Lavender and rose aren’t just tasting notes at three local coffeehouses; they’re also ingredients in drinks and may even be for sale by the bar. Instead of jumping on some kind of Instagram trend, these business’ owners are all approaching this seemingly disparate combo organically, and the result is flavorful, fragrant, and very photogenic.
Growing up, Sean Knibb’s grandmother ran a flower shop in his native Montego Bay called Knibb’s Flowers, making him the “flowerboy.” Those memories inspired him to pursue landscaping and garden design, and eventually home, hotel, and restaurant design. Locally, he’s probably best known for designing the LINE Hotel in Koreatown. In Venice, Knibb opened the coffee shop/flower shop Flowerboy Project next to his design studio, and also runs a second location inside downtown L.A.’s Freehand hotel (minus coffee).
Knibb signs his emails with “head gardener” and considers coffee and flowers natural partners. “Why not take something that you do on an everyday basis, and take something special that you only experience on occasions, and combine them to make every day special?” Flowerboy Project Venice utilizes wood and steel ladders to create clever shelving units and hanging on the wall there’s a modified California Highway 1 road sign that features a boy holding flowers. Behind the counter, they’re making coffee with a two-group La Marzocco espresso machine and Counter Culture beans.
“Since coffee is a plant with a beautiful flower, what better medium than to infuse coffee with other types of flowers and plants,” Knibb says. Lavender Boy is a latte (hot or cold) that co-stars lavender-infused honey syrup, a double shot of espresso, whole milk, and lavender seed garnish. Rose Girl is not caffeinated, but does incorporate enticing rose syrup, rose essence, whole milk, and rose petals. Add espresso to Rose Girl if you’d like an extra jolt. Flowerboy also serves toast slathered in lavender peanut butter.
In Mid-Wilshire, Carolina Martinez handles the coffee and tea while her grandmother, Shirley Carroll, sells plants and floral arrangements at Clove Coffee Garden. Their space features wall-to-wall art, a high ceiling with exposed rafters, and a curved bar. Martinez brews Recreational Coffee on a two-group La Marzocco espresso machine and Kyoto-style cold brew tower. Yes, lavender and rose lattes are on the menu.
In the past decade as a coffee roaster and coffee bar manager, Martinez has found “lovely energy and balance” in coffee and flowers.

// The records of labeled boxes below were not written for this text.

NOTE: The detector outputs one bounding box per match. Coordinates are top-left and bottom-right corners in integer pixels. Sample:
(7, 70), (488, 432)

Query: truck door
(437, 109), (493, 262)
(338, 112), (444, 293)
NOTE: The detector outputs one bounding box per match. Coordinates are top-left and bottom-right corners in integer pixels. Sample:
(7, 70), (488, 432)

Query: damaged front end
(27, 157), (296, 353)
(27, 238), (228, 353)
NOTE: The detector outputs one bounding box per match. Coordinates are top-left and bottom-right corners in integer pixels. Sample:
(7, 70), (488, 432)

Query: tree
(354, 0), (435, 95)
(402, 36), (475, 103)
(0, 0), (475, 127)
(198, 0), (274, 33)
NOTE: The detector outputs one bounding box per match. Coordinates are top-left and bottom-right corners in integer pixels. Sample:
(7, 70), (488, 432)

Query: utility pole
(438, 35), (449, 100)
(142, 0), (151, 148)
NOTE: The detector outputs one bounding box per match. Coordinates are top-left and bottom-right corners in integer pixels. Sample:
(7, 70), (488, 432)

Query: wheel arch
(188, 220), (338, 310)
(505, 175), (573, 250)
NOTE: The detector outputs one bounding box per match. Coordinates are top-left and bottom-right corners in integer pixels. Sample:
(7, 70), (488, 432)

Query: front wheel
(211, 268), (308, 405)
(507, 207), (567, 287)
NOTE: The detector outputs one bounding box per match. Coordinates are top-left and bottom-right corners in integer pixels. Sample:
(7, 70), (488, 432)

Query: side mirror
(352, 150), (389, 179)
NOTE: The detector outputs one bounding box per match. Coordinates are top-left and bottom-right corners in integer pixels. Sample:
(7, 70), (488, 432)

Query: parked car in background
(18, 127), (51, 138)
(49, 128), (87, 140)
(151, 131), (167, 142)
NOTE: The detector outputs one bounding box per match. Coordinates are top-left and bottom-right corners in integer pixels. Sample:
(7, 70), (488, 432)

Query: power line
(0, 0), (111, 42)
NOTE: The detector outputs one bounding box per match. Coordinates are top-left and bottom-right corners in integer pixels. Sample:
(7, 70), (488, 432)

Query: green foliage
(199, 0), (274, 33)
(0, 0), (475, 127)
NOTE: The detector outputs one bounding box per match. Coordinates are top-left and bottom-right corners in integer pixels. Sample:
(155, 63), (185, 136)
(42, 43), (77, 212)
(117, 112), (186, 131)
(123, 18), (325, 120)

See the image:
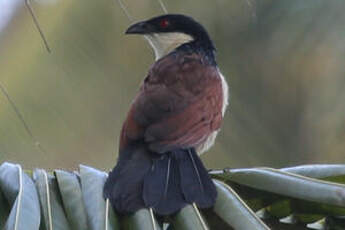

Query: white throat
(145, 32), (194, 61)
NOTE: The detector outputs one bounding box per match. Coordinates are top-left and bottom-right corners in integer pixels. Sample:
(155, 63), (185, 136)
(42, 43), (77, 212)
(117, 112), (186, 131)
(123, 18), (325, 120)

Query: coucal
(104, 14), (228, 215)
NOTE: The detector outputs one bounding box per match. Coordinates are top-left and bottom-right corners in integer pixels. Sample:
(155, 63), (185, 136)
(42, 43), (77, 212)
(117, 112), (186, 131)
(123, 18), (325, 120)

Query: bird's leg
(188, 149), (204, 191)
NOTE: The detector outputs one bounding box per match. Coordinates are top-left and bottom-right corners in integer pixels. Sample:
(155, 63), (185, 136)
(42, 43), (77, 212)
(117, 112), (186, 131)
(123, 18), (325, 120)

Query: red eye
(160, 19), (170, 28)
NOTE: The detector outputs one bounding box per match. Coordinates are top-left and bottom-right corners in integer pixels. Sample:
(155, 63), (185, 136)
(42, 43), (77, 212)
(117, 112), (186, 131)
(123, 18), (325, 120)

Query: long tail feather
(104, 147), (217, 215)
(178, 149), (217, 208)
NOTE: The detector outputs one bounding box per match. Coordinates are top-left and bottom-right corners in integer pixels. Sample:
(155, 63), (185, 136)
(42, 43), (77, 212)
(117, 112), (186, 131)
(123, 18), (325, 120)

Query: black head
(126, 14), (214, 50)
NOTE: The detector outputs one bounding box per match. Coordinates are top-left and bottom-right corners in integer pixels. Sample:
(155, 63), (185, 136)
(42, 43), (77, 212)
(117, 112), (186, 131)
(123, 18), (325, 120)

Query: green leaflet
(122, 209), (161, 230)
(80, 165), (119, 230)
(0, 163), (345, 230)
(0, 163), (41, 230)
(33, 169), (71, 230)
(214, 180), (270, 230)
(54, 170), (88, 230)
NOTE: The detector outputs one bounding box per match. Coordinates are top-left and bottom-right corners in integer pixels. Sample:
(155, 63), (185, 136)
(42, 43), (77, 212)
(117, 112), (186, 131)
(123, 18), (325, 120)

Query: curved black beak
(125, 22), (153, 34)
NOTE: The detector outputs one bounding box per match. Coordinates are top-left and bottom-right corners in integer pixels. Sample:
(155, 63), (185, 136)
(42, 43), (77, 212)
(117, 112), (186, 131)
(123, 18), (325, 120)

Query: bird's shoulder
(143, 52), (220, 93)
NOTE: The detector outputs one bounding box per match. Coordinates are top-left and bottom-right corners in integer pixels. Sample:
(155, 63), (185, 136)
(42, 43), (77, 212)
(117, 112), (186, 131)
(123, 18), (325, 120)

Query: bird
(103, 14), (228, 215)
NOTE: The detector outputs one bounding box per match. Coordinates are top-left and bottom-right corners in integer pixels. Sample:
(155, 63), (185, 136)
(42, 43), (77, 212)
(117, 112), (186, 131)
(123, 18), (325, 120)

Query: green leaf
(33, 169), (70, 230)
(280, 164), (345, 182)
(0, 189), (11, 229)
(0, 163), (41, 230)
(219, 168), (345, 207)
(171, 205), (209, 230)
(80, 165), (119, 230)
(54, 170), (88, 230)
(122, 209), (161, 230)
(214, 180), (270, 230)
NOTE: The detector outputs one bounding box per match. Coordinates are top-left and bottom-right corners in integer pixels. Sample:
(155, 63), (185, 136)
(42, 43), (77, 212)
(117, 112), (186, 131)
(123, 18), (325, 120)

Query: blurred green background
(0, 0), (345, 169)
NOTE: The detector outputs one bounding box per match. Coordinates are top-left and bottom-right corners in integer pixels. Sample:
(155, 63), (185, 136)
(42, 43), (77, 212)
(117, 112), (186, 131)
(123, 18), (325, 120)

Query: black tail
(104, 146), (217, 215)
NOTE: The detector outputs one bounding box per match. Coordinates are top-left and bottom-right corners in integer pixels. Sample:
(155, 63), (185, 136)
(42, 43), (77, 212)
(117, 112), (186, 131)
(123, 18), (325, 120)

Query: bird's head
(126, 14), (214, 60)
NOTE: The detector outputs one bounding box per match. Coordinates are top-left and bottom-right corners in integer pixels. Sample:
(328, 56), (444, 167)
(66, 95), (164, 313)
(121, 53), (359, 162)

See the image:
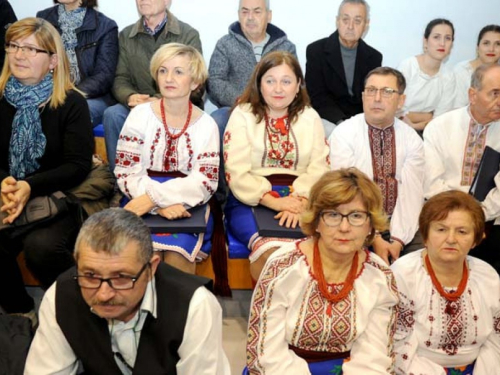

She considers coffee making to be “very meditative and the ritual itself is so vital especially with city living.” She views flowers in much the same vein. “Plants and flowers have always been very soothing and therapeutic for me,” she says. “Surrounding oneself with plants really makes a big impact on one’s psyche in a very positive way.” She hopes Clove can also help to soothe customers.
In Koreatown, Silbia Lee partnered with Moses Choi on Bia Coffee. She previously worked as a florist in Korea and a barista in Seattle, so combining the two was seamless. Bia uses Klatch coffee beans in their Nuova Simonelli two-group espresso machine and in their cold brew. Most customers visit for “flower coffee,” tantalizing lattes (hot or iced) starring house-made lavender and rose syrups.
Their iced lavender latte, for instance, stacks eye-catching layers of lavender syrup, whole milk, and fresh-pulled espresso, with lavender floret and açaí powder garnishes. Balancing floral elements with espresso was not easy. Lee says, “Some people think that floral is way too strong and sometimes smells like perfume.” She struck the right balance. Lavender and rose also factors into the fluffy cakes that a former Paris Baguette baker delivers on Tuesdays and Fridays. Made-to-order cream cascades over each slice. Rose cake is showered with açaí powder and rose petals; the lavender cake gets a similar flourish. Bia, Clove, and Flowerboy invite customers to stop and smell their truly floral coffee.